Interview with our director

10 Mar 2017
Rune Bosselmann, Director of TANA Netting

From zero to 60 million mosquito nets a year

In this interview, get acquainted with Rune Bosselmann, Director of TANA Netting. Discover more about his journey so far at the helm of the company, his proudest achievements, future challenges and opportunities, and his vision of how TANA Netting can remain at the forefront of the battle against malaria.

To me, the sustainability of our business is all about ensuring that our individual products, and product range, are fit-for-purpose.


When did you join NRS International?

I joined in 2013. Prior to that I was heavily involved in public health innovation, and was responsible for co-founding a number of technical start-ups, which continue to develop medical and dental equipment and services to this day. I am currently the Director of TANA Netting, the manufacturer and supplier of DawaPlus® 2.0 long-lasting insecticidal nets (LLINs) for the humanitarian and public health sectors.

How has the company changed?

Well, how much time have you got? Let’s just say that we literally started from nothing. From those early days we have since built up our production operation to one that now employs three thousand staff and manufactures 60 million nets per year. These incredible achievements are directly attributable to the colleagues I am honoured to work alongside at our manufacturing company in Lahore – H. Sheikh Noor-ud-Din & Sons (HSNDS).

Which achievements are you particularly proud of?

We have implemented a rigorous performance and quality management system and a second-to-none laboratory facility. These together ensure a high speed and continuous production at all times, and an unrivalled product quality. Outside our factory walls, we have built a robust supply chain that operates on an efficient just-in-time basis and brings more than 160 containers through our factory doors each month from all over the world. This transformation of TANA Netting, from once near-obscurity to market-leader, is undoubtedly the highlight of my career.

What does sustainability mean to you?

To me, the sustainability of our business is all about ensuring that our individual products, and product range, are fit-for-purpose. The fight against malaria is a very long-term one, and disease transmission scenarios are continually evolving. As such, we need to constantly monitor our products in terms of costing, features and design. We also pay close attention to the external environment, as anything from human movement and behavior, insecticide resistance and even mosquito behavior can have significant effects.

What are the main challenges to long-term product efficacy and how are you addressing them?

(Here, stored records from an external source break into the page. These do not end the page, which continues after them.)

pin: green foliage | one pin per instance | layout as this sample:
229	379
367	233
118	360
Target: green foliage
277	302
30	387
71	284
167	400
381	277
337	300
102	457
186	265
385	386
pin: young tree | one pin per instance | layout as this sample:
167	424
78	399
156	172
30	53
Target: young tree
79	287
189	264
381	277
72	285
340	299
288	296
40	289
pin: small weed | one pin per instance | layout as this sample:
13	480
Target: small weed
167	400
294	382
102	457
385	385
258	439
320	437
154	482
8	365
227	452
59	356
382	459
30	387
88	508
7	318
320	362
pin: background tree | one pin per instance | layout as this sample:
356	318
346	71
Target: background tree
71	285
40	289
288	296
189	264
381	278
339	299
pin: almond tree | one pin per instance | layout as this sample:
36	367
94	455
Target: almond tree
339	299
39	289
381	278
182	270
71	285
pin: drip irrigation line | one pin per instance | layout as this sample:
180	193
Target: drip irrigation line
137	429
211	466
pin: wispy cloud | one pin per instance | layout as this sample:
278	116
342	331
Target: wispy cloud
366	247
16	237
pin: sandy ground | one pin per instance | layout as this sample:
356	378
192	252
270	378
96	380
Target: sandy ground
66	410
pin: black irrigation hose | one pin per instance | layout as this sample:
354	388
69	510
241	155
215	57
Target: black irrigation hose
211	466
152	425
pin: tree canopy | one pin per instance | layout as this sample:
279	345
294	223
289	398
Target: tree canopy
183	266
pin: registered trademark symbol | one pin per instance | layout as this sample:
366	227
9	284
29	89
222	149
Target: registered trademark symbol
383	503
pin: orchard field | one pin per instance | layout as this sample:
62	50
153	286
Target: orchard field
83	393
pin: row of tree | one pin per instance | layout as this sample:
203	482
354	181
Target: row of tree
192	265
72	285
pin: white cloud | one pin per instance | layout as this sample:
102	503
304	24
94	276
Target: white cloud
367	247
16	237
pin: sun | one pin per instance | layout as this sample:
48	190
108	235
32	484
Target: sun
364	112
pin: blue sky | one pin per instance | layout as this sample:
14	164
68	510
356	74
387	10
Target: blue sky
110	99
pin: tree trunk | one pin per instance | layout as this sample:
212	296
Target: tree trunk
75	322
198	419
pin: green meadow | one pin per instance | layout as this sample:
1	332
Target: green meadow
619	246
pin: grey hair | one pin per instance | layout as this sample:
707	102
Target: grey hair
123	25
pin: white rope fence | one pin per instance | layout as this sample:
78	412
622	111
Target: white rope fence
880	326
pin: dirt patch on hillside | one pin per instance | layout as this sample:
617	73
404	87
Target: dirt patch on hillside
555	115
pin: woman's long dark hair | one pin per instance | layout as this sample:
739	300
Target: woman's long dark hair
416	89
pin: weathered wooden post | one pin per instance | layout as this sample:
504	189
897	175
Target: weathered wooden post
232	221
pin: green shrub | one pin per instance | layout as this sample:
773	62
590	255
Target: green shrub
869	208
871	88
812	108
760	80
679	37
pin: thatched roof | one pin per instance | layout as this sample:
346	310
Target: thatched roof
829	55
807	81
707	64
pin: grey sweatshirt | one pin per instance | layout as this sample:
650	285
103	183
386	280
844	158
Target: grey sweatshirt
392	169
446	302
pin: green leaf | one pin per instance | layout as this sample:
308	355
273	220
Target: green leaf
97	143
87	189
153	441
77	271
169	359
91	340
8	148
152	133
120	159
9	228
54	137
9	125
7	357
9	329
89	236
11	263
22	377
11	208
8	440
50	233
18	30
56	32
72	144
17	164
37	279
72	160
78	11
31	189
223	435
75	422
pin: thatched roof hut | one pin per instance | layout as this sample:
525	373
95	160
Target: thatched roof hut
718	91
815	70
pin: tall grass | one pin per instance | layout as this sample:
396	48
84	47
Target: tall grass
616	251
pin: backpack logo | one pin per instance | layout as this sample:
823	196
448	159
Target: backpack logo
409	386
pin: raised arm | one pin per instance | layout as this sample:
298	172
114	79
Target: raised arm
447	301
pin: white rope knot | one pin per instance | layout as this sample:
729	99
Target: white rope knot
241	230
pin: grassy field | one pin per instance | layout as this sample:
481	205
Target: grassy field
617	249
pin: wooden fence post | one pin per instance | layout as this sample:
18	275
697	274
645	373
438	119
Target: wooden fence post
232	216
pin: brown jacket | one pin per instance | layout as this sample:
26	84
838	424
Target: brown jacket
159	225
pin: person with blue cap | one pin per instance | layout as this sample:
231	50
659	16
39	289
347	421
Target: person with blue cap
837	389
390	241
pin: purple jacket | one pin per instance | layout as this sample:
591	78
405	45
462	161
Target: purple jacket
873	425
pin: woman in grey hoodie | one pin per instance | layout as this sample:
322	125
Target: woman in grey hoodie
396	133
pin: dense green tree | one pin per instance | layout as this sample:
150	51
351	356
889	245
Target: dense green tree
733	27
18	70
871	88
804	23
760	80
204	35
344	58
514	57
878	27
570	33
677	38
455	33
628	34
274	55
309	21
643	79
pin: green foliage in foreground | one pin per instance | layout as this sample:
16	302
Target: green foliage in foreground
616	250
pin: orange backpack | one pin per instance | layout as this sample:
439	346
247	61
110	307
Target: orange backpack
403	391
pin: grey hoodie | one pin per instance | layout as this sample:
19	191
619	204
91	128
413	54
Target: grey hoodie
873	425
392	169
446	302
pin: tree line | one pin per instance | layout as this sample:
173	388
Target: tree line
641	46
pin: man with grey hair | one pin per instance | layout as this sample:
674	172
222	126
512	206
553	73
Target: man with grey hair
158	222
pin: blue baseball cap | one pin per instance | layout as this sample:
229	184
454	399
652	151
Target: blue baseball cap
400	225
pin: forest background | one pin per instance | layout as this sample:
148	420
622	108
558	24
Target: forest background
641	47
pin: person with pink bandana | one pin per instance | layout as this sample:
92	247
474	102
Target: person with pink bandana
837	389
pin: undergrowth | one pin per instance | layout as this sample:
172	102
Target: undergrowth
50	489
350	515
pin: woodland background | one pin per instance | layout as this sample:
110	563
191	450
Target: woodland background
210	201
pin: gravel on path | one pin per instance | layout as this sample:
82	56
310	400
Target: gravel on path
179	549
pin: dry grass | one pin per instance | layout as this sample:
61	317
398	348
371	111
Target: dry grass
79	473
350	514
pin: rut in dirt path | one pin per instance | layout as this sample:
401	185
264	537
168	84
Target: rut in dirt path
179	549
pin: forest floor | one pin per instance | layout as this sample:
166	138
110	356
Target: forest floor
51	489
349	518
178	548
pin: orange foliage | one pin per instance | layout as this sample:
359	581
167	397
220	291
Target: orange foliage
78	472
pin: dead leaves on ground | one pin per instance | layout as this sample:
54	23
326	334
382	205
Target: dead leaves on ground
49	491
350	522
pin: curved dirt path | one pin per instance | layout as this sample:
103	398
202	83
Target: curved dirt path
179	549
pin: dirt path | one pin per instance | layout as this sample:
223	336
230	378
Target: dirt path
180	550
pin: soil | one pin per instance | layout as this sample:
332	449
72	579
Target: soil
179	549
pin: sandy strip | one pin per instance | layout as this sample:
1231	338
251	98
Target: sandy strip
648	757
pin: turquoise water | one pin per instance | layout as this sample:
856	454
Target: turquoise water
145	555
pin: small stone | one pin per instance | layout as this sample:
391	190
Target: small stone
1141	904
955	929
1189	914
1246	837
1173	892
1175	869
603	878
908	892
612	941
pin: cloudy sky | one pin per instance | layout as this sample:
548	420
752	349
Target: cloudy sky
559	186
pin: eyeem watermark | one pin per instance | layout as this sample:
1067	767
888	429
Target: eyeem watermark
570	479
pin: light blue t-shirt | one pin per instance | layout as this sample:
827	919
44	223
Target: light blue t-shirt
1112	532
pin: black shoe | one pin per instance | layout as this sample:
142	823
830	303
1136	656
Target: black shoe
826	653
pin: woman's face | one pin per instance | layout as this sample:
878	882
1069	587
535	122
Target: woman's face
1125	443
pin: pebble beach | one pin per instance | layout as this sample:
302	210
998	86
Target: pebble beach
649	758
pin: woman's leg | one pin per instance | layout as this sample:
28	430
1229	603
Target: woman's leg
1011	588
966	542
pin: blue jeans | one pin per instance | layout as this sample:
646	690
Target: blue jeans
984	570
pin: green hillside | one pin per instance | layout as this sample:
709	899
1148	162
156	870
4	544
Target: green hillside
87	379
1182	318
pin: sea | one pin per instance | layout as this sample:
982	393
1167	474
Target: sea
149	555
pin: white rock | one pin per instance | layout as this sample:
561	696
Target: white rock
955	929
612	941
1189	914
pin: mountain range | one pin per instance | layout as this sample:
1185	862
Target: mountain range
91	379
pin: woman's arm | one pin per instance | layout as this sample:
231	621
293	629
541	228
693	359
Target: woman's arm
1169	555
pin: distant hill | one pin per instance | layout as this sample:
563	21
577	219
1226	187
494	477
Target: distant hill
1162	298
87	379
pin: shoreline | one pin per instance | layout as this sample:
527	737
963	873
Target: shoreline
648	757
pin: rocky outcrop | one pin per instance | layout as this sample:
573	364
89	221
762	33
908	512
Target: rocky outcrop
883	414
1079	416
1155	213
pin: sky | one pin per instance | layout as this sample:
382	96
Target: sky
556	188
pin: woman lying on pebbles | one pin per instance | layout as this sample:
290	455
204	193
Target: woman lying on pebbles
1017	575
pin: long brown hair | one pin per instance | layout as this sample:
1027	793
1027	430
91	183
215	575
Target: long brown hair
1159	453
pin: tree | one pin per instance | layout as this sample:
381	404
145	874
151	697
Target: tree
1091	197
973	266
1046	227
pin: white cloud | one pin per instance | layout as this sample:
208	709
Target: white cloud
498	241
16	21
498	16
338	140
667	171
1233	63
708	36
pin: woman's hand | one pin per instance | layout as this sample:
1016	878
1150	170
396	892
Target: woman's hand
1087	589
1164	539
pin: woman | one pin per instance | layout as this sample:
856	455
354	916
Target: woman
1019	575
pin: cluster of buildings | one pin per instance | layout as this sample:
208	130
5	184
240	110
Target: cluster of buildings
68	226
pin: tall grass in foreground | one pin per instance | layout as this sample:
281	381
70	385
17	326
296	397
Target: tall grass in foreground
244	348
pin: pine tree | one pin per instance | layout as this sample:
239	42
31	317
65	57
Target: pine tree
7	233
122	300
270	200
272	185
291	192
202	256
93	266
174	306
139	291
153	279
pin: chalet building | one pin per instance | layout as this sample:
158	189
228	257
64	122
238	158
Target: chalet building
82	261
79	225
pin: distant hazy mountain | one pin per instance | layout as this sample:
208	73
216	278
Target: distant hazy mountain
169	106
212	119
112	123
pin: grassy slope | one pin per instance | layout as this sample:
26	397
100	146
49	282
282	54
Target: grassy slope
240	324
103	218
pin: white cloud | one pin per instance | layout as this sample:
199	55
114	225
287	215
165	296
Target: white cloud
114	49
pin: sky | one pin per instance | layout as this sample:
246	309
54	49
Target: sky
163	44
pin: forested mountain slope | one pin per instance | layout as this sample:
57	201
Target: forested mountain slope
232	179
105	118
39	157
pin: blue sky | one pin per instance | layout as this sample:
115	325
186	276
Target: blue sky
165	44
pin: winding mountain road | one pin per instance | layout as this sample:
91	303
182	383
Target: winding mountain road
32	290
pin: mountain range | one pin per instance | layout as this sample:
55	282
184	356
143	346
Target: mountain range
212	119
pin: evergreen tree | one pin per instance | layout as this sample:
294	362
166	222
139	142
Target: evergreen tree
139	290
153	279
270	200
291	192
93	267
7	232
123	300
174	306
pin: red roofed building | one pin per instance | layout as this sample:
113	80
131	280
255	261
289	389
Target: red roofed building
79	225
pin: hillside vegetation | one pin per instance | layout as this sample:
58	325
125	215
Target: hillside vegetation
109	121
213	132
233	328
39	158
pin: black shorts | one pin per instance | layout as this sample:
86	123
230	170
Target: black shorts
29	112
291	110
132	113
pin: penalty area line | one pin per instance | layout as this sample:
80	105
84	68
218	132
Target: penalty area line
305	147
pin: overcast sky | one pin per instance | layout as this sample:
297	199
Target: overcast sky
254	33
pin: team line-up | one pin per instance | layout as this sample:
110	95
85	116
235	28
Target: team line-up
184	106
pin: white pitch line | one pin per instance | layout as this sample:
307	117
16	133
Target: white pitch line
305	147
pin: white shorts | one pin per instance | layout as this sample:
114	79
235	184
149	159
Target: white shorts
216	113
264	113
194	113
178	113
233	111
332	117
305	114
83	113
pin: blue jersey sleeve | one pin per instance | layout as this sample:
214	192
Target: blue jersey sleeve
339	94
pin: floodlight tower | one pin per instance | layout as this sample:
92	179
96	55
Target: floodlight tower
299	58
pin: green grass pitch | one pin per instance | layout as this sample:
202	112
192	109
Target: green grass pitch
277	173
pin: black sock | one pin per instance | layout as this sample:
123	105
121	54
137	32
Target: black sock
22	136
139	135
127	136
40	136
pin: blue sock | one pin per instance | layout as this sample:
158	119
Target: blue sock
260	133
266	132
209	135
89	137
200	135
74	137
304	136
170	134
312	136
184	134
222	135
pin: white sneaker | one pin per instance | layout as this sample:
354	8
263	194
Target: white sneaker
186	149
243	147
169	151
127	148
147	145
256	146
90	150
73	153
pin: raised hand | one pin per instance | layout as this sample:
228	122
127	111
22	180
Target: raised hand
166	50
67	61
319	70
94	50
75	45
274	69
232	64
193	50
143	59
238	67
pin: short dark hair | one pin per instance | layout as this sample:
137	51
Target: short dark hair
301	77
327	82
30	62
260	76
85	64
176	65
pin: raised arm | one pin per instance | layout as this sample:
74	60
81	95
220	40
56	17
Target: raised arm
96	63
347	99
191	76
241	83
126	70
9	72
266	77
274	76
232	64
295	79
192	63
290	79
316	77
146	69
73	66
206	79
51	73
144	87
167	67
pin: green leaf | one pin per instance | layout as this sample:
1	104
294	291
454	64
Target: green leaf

Insecticide resistance is one of the main concerns within the malaria community. It refers to changes in an insect that increase its ability to withstand or overcome the effects of an insecticide. There is still uncertainty with regards to its impact on the efficacy of long-lasting insecticidal nets. In 2016, the WHO Malaria Policy Advisory Committee reported that even in areas of high insecticide resistance there was little impact on disease burden. So, whilst marginal improvement of LLINs with new insecticides are appreciated, programmes and donors must be careful when advising the use of new and more expensive products. This is because the results of the new insecticides are unclear, but the impact on disease burden from less LLIN coverage is obvious to all. At TANA Netting, we continue to explore new types of LLINs with improved efficacy and with the ability to control even very pyrethroid resistant mosquitoes, but keep a keen eye on feasibility.

An even greater challenge to LLIN operational efficacy is user compliance. Actual usage rates remain stubbornly low in some areas and this compromises any population effect of campaigns. One area of persistent low usage rate is with forest dwelling populations in the Mekong region, which is not only a place of persistent disease rates but also an area where resistance to important anti-malaria drugs
is known to develop. TANA Netting has invested significantly in bringing improved vector control tools to these hard-to-reach populations in the form of our canopy hammock.

Going forward, what are your main priorities to maintain TANA Netting’s market leadership?

Continual improvement is at the heart of TANA Netting. Our production and laboratory processes at our state-of-the-art manufacturing facility in Lahore are now fully ISO-accredited, and we are currently rolling out lean production methods to realise further cost efficiencies and quality increases. This will ultimately benefit the reach of the global malaria programme. We are also implementing close monitoring of material consumption and social impact in accordance with Global Reporting Initiative (GRI) and UN Global Compact principles.

My team and I will continue to fulfill the DawaPlus legacy of improving the lives of people in malarious areas by providing cost-effective and high-quality preventative products.